The New York Review of Books called Vertical "an entertaining and touching book" and "laugh-out-loud funny." The reviewer noted that, contrary to the usual conventions of sequels, the Miles of Sideways is not the Miles of Vertical, because the novel "Shameless" (the proxy for Sideways) is described in Vertical as fictionalized. For instance, the "Martin" of "Shameless," like the Miles of Sideways, is described as being a wine expert, while the Miles of Vertical is described as not a wine expert and leaning heavily on a wine reference book.

==Film adaptation==
Alexander Payne, who directed the film adaptation of Sideways, has indicated that he is not interested in directing a sequel to the film based on Vertical. Fox Searchlight owns the rights to the characters, but Payne's lack of interest makes the film a non-starter for Fox.

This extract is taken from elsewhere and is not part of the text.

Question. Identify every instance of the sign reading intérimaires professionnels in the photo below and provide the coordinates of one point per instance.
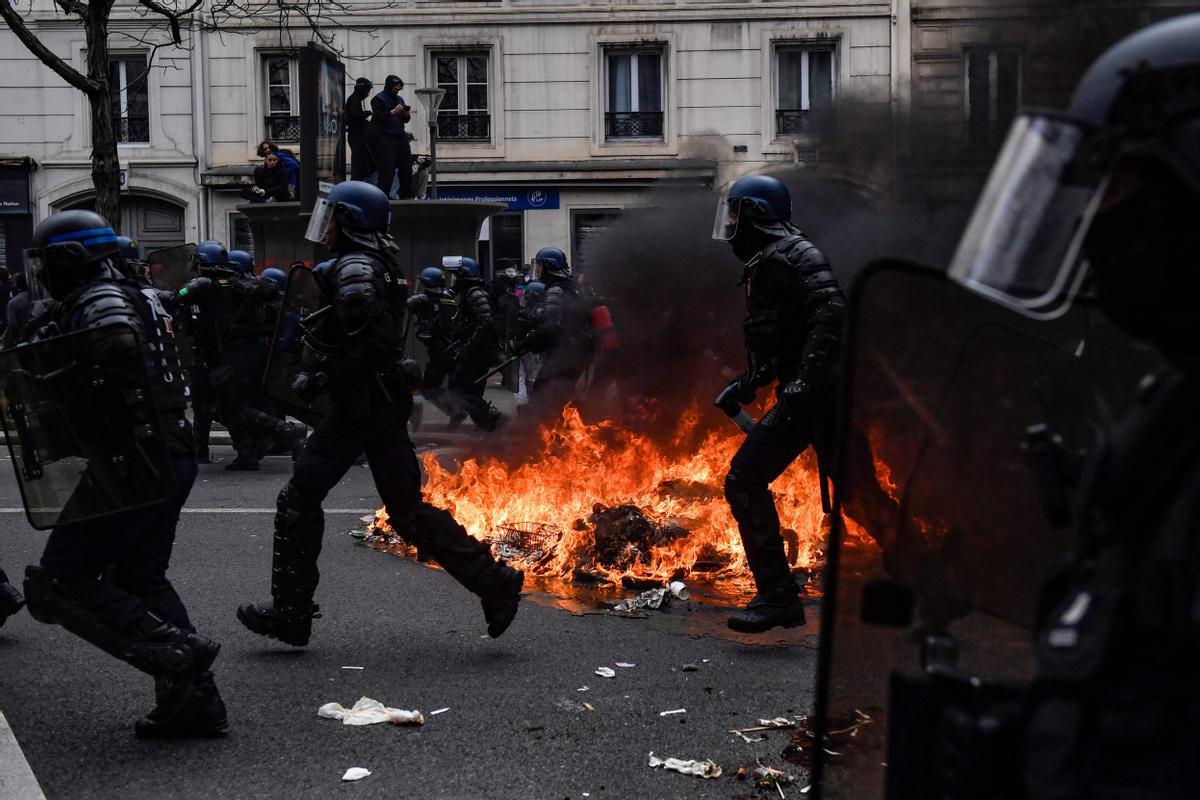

Anticipating a sequel to the film Sideways, Pickett deliberately omitted the character Terra from Vertical. In the film Sideways, Terra was played by Sandra Oh, who was married to Payne at the time. Pickett said that because Oh made many script changes which Pickett disliked, such as renaming her character to Stephanie, and she later had a bitter divorce with Payne, he eliminated her character from Vertical so that he would not have to work with Oh if a sequel were made.

==Stage and musical adaptions==
In 2019 it was announced that Sideways was scheduled to be adapted for a Broadway musical. A play adapted by author Rex Pickett from the Sideways novel was produced at multiple theaters in the United States and the United Kingdom, including at the La Jolla Playhouse.

In addition to the musical, it was reported that Rex Pickett had written screenplays based on his two Sideways sequels already in print, Vertical and Sideways 3 Chile.